One practical test: sit down and try the breathing techniques described above. If your symptoms ease within a few minutes, a panic attack is the more likely explanation. If you have chest pain that persists or worsens despite calming techniques, especially if it’s accompanied by pain radiating into your jaw, arm, back, or neck, treat it as a medical emergency. When in doubt, calling for help is always the right choice.

The “Panic Hangover” Afterward

Even after a panic attack ends, you probably won’t feel normal right away. Many people experience what’s sometimes called a panic hangover: deep physical and mental exhaustion that can last hours or even into the next day. Your body just burned through a massive surge of stress hormones, and it needs time to recover.

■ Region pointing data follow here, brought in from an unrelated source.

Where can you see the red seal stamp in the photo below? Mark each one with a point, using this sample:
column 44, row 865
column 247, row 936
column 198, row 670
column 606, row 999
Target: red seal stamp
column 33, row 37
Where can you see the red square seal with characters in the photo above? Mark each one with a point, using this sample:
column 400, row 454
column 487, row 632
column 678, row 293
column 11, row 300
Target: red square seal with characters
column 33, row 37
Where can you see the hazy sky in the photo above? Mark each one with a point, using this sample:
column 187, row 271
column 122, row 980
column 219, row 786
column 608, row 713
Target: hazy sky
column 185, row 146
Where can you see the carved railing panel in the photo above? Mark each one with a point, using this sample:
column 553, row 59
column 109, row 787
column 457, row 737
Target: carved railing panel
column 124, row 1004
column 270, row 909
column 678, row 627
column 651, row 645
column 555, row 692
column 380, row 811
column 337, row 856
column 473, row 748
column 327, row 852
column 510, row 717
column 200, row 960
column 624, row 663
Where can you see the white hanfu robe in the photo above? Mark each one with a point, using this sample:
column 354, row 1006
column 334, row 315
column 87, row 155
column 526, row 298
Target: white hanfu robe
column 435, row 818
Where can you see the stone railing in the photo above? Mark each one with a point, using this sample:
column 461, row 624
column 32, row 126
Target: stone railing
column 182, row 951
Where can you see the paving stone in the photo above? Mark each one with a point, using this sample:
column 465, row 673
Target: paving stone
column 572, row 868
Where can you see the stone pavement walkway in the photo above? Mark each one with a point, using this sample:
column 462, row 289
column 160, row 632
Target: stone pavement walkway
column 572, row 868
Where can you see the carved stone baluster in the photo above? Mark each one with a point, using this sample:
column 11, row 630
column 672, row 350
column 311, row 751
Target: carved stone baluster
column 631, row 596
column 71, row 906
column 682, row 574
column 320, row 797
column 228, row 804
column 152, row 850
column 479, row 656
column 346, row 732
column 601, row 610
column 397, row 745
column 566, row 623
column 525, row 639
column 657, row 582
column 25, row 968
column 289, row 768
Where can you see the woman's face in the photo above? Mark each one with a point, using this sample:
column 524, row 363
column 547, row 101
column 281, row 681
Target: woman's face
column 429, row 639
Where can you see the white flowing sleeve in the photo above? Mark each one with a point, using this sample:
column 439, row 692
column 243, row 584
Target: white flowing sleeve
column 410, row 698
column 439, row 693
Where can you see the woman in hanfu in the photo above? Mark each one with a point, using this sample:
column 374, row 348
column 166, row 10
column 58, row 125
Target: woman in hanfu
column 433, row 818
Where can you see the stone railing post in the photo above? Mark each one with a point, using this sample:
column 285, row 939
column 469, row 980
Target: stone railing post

Common aftereffects include feeling physically heavy or weak, muscle aches (especially in your neck and shoulders), brain fog, difficulty concentrating, irritability, sensitivity to noise and light, and trouble sleeping that night. None of this means something is wrong. It’s the natural comedown after your nervous system was pushed into overdrive. Treat yourself the way you would after a physically demanding event: drink water, eat something, rest if you can, and avoid making big decisions until the fog lifts.

Building a Longer-Term Toolkit

If you’ve had one panic attack, you may never have another. But if they’re recurring, the techniques above become more effective with practice. Box breathing works better during an attack when you’ve practiced it on calm days, because your body already knows the rhythm. The same is true for progressive muscle relaxation. Running through the full sequence (fists, biceps, forehead, jaw, shoulders, stomach, legs, feet) a few times a week trains your body to release tension on command.

One of the most counterintuitive but well-supported strategies is to stop fighting the panic. Resisting the sensations or desperately trying to make them stop can actually intensify them, because your brain interprets the resistance as confirmation that the threat is real. Instead, try acknowledging the panic without engaging with it: “My heart is racing. That’s adrenaline. It will pass.” This approach takes practice, but over time it can shorten attacks and reduce their severity. The less you fear the panic itself, the less fuel it has.